At 03:23 AM 10/11/98 +0300, you wrote:
>How about can I use forexample same HDD at a same time, or do I have to be
>sure, that it is not used that time by other computer?
Unless the SCSI interfaces have a DOS2 modified for sharing harddisks (does
this exist?), you will get troubles.
The type of problems you'll get are very typical of parallel computing.
Example: both computers want to create a file in the same directory. That
process includes the writing of the file name in the directory sector. This
consists of 3 actions:
1. read directory sector
2. add new filename
3. write directory sector
When computer A performs these actions, I'll call when A1, A2, A3, when
computer B performs them B1, B2, B3.
If the two computers perform the sequence one after another, like A1; A2;
A3; B1; B2; B3, there is no problem. But a sequence like A1; B1; A2; B2;
A3; B3 is a problem:
A1: A reads directory sector
B1: B reads directory sector, which doesn't include A's file
A2: A adds filename
B2: B adds filename to directory which doesn't include A's file
A3: A writes directory sector
B3: B writes directory sector, which doesn't include A's file
The result is that the file A tried to add, is erased from the directory
only moments after it is written.
So while some of you might think that writing a partition by only one
computer is a restriction, it might actually be a safety precaution which
will ensure correct writing of data to your harddisk.
The sequence 1, 2, 3 is an example of what is called a "critical section".

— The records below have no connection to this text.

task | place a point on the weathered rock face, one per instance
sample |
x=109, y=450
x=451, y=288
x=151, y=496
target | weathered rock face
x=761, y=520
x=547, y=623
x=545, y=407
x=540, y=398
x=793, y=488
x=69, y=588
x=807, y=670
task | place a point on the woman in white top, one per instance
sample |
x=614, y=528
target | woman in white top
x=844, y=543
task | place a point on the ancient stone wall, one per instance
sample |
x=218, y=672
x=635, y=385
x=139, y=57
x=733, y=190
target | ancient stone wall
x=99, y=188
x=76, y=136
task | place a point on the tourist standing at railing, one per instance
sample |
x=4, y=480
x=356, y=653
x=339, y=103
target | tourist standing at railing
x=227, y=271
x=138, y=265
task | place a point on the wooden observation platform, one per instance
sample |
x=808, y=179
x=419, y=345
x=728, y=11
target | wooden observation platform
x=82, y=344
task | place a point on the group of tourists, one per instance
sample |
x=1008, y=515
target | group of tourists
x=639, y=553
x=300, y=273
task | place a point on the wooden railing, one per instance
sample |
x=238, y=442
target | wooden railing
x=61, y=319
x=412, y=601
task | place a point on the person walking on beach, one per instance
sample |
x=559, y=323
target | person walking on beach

The execution of a critical section by two processes should never overlap
in time. A way to fix this is to make a process (computer) lock a sector
before it is allowed to modify it. This would add actions 0 and 4 to the
sequence:
0. lock the directory sector
1. read directory sector
2. add new filename
3. write directory sector
4. unlock the directory sector
Does anyone know whether the BERT interface has a DOS2 inside which
properly addresses these concurrency problems, or whether using it with 2
harddisks is simply "hoping such bad things will never happen"?